Chapter 19: Redundancy Setup

The InCenter system can be configured to provide a redundant high availability (HA) cluster so that if one InCenter server running on one computer fails, an automatic failover will occur, allowing processing to continue on another computer with an identical InCenter configuration.

[Note] Note: This chapter covers clusters using InCenter 1.64 or later

This chapter describes setting up redundancy clusters where the HA nodes run InCenter version 1.64.00 or later. HA clusters created prior to 1.64 are not compatible but can be converted to this newer cluster type. Doing this is described at the end of this chapter.

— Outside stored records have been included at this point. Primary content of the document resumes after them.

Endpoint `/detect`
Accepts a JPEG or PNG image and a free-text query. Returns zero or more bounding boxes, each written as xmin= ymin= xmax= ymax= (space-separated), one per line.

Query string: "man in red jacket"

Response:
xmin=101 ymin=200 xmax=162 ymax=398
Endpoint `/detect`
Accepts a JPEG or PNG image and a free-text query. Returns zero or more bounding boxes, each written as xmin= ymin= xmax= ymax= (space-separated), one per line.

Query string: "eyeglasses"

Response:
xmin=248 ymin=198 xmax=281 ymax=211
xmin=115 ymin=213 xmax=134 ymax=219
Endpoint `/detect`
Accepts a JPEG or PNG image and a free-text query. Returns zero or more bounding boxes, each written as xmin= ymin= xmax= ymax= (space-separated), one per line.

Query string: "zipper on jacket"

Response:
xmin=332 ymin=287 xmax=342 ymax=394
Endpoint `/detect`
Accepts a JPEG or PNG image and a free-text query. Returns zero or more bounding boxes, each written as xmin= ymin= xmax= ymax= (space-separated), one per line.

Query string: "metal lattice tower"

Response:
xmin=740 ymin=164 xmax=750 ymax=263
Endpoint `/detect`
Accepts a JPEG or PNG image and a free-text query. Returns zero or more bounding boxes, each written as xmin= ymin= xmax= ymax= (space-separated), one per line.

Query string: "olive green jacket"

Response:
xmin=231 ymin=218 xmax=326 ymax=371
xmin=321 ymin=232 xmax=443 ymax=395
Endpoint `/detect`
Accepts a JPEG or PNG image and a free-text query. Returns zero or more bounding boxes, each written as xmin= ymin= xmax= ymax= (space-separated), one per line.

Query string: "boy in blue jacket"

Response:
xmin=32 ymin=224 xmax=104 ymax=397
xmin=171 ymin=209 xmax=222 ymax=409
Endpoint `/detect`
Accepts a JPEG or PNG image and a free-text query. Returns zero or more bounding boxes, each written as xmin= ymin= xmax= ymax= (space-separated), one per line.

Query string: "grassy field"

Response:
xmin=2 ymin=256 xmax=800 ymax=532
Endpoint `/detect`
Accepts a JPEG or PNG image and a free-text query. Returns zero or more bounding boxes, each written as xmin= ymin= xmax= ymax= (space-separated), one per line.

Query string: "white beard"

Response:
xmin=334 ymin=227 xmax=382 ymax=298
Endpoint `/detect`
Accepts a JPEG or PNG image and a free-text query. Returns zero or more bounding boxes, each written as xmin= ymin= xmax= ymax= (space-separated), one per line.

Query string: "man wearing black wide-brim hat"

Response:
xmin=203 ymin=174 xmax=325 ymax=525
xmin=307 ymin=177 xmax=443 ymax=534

HA cluster setup requires three separate instances of InCenter. Each instance acts as a high availability node (HA node) in an active-passive arrangement. The databases on these three HA nodes are configured to be synchronized. Located in front of the three HA nodes is a third-party load balancing proxy. The proxy polls the management IP of each HA node and sends traffic only to the active node.

If the active HA node fails, one of the other two HA nodes will automatically assume the active role. If two HA nodes were to fail, the remaining HA node will not accept traffic and the entire HA cluster will no longer function. This HA cluster arrangement is illustrated below.

A Redundant Cluster Configuration

Figure 19.1. A Redundant Cluster Configuration

Various proxy software products are available to perform the load balancing task and setting one up will not be described in this document. Only the base InCenter cluster setup will be covered later. The list of ports that must be forwarded by the balancer is also listed at the end of this section.

The rc Command

The main tool for setting up redundancy is the HA cluster configuration command rc in the host Linux system CLI. This is already included as part of the InCenter installation.

[Note] Note: Root privileges are required

When setting up an HA cluster using the rc command, root privileges are required.

The rc command can take the following options:

The parameter -help can be used to display individual help text for a particular option. For example:

$ rc gen-certs -help

HA Cluster Setup Steps

The following steps should be followed to set up a high availability cluster:

  1. Have three InCenter instances ready to be joined together as HA nodes in a cluster. In this example, they will have the DNS resolvable host names hostname1, hostname2 and hostname3. All three should have the same InCenter version installed (1.64.00 or later) and they should be running on separate hardware platforms. The InCenter instances need not be newly installed but note that the current database image of the last HA node added to the cluster (in this example, hostname3) will overwrite the databases of the other two.

    The three instances will need to communicate with each other so the computers might be on the same network although it may be better to have at least one in a different physical location for maximum tolerance to local risks such as power supply failure.

  2. Log into the Linux CLI of the first InCenter instance (assume this is hostname1) and enter the following command:

    $ rc gen-certs -m hostname1 hostname2 hostname3

    This will generate three cluster setup files for the three instances with filenames of the form hostname1.tar.gz, hostname2.tar.gz and hostname3.tar.gz.

    As mentioned previously, hostname1, hostname2 and hostname3 are the DNS resolvable hostnames of the InCenter instances. For example, server1.example.com. The actual IP addresses cannot be used instead.

    It is important to note that a copy of the three files generated should be archived on disk storage outside of the cluster. This is because any of these files may be needed later when replacing a failed HA node with a new InCenter instance.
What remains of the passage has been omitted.